- Toelaatbaarheid tuchtvervolging
- Vermoeden van onschuld
- Dagvaarding
- Beoordeling tenlasteleggingen door tuchtraad
- Recht van verdediging
- Art. 6 §2 EVRM
- Tuchtvervolging
- Strafvervolging
- Beroepsgeheim
- Geheim van het beraad
- Laakbare houding
- Deels vrijspraak
- Deels berisping
- Veroordeling tot de kosten van het onderzoek
De tuchtraad neemt kennis van de feiten zoals omschreven in de dagvaarding en geeft hieraan de passende beoordeling. De bewoordingen in de dagvaarding sorteren geen effect op de beoordeling van de tenlasteleggingen.
Nu de advocaat de gelegenheid heeft gekregen om ter zitting op tegenspraak uitvoerig alle in het debat voorgelegde elementen te weerleggen werd het algemeen beginsel van het recht van verdediging in de procedure geëerbiedigd.

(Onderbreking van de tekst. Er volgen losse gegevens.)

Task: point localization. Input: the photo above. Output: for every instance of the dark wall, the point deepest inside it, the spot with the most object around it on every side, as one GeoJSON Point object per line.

Het vermoeden van onschuld, waarnaar artikel 6 § 2 EVRM verwijst, houdt overigens geen verband met tuchtprocedures, tenzij deze tuchtprocedures de gegrondheid van een beschikking in strafzaken in de zin van het EVRM op het spel zetten. Nu uit het dossier blijkt dat de procureur des Konings geen strafvervolging heeft ingesteld tegen de advocaat, verwijst de advocaat ten onrechte naar artikel 6 §2 EVRM. De tuchtrechtelijke vervolging is dus regelmatig ingesteld en toelaatbaar.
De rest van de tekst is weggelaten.